The city’s hoops tradition stretches back to the 1920s, when professional teams, such as the Original Celtics and the Harlem Rens, dominated the sport. The playgrounds became feeders for local colleges; New York University, Long Island University and City College became national powerhouses.
As the game evolved, our high schools continued to breed great players, including Bob Cousy, Billy Cunningham, Lew Alcindor and Bernard King. Summer tournaments produced stories of athletic feats by neighborhood hoopsters that rivaled anything seen in the NBA.
The style of play that defined the city game was embodied in the championship Knicks teams of the 1970s, known for teamwork and hard-nosed defense taught by coach Red Holzman, who learned the game on the playgrounds of Brooklyn.
As a teenager growing up on the Upper East Side during the Knicks’ championship run, I reveled in New York’s basketball heritage. I went to a summer camp founded by Nat Hollman, the “Mr. Basketball” of the 1920s, before he became a Hall of Fame coach at City College, where Red Holzman was one of his players.

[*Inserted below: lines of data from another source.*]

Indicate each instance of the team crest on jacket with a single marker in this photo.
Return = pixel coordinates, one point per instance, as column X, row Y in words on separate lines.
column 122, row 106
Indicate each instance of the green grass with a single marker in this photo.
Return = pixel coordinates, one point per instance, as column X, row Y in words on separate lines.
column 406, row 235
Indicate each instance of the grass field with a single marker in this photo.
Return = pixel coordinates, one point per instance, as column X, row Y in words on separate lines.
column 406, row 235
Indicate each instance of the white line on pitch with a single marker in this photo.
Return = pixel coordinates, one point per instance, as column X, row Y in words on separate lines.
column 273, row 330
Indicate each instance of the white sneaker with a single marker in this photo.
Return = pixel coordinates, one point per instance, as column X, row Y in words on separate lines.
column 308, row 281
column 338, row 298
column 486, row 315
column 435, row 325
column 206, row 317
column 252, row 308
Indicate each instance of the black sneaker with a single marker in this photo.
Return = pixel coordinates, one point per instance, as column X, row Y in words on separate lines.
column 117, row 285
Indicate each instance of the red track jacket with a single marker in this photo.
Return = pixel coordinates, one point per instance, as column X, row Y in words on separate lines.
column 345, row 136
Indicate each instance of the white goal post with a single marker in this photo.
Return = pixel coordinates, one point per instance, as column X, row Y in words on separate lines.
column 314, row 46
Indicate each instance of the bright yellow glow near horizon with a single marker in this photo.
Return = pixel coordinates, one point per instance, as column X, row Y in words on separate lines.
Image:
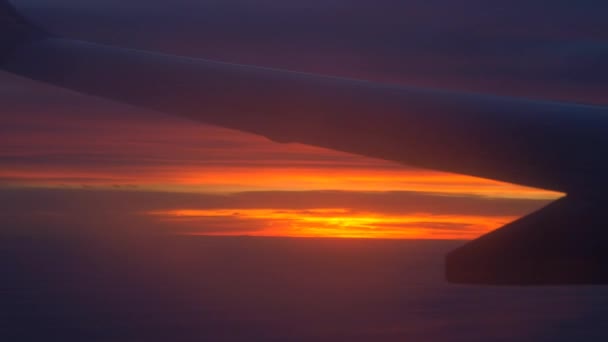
column 337, row 222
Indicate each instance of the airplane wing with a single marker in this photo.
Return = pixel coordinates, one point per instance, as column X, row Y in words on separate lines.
column 550, row 145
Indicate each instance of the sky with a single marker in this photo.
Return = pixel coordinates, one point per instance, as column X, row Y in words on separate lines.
column 74, row 163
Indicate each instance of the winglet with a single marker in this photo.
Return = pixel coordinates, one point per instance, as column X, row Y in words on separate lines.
column 15, row 29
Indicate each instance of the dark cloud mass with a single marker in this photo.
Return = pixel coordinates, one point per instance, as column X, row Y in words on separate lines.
column 540, row 48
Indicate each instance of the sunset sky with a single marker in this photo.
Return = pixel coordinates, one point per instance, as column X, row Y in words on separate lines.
column 70, row 162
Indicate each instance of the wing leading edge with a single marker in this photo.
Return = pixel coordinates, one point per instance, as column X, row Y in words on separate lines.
column 548, row 145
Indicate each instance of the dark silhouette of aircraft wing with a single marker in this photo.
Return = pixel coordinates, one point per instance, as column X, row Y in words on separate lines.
column 550, row 145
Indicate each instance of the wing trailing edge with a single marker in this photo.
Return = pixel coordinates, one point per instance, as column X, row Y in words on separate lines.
column 556, row 146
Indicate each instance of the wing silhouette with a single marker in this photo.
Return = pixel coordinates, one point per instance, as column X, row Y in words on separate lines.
column 550, row 145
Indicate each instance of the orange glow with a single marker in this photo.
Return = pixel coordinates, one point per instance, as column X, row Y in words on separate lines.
column 174, row 156
column 225, row 180
column 337, row 222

Listening to Hollman tell stories about playing basketball on the rough and tumble Lower East Side gave me a tangible connection to New York’s basketball roots.

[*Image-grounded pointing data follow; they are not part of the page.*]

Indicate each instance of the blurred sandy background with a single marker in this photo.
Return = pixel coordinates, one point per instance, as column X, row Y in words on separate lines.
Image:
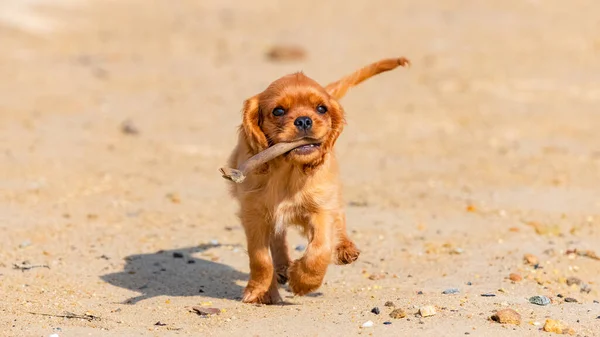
column 115, row 116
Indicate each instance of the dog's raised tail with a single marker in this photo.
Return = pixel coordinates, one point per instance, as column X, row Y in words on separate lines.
column 339, row 88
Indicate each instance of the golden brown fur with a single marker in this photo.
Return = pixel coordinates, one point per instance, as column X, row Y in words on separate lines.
column 300, row 188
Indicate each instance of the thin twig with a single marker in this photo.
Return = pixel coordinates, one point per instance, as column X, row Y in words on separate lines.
column 67, row 314
column 26, row 267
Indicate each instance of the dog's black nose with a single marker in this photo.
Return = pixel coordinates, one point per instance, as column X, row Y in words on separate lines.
column 303, row 123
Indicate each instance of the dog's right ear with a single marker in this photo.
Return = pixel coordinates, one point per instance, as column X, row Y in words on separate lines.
column 251, row 123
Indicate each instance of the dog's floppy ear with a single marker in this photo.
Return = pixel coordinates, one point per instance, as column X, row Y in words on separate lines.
column 251, row 122
column 337, row 125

In high school, I honed my jump shot in weekend pick-up games on courts in Riverside and Central Parks, and the schoolyards of the Upper East Side. I took pride in being part of the city’s basketball scene, and the tradition of toughness and court savvy that mirrored the street smarts and grit required to flourish in New York’s hard-edged neighborhoods.
But in recent years, New York’s line of basketball greatness has run thin. The city that once produced playground legends like Detroit used to turn out cars has lost its status as a hoops hotbed.
According to a well-respected basketball scouting service, only one of the 100 best high-school players in the country hails from the five boroughs. And a pre-season ranking of the top 25 high school teams did not include a single school from New York.
The demise of New York basketball makes me feel like an Englishman pining for the days of empire. Part of my self-image is grounded in a world that no longer exists.
With the city facing an economic crisis, failing schools and the threat of terrorism, we New Yorkers have more important things to worry about than our falling basketball fortunes. Yet, with New York’s greatness in question, I want to believe that the city’s collective character makes us resilient to anything thrown our way, that we possess an undefeatable toughness reflected in schoolyards and gyms across the five boroughs.
During lean times, past generations of New Yorkers could look to our winning basketball tradition as proof of New York’s unique tenacity. Nowadays, the message from the hardwood is that we are no different from anyone else.
Ben Krull is a lawyer and essayist who lives on the Upper East Side.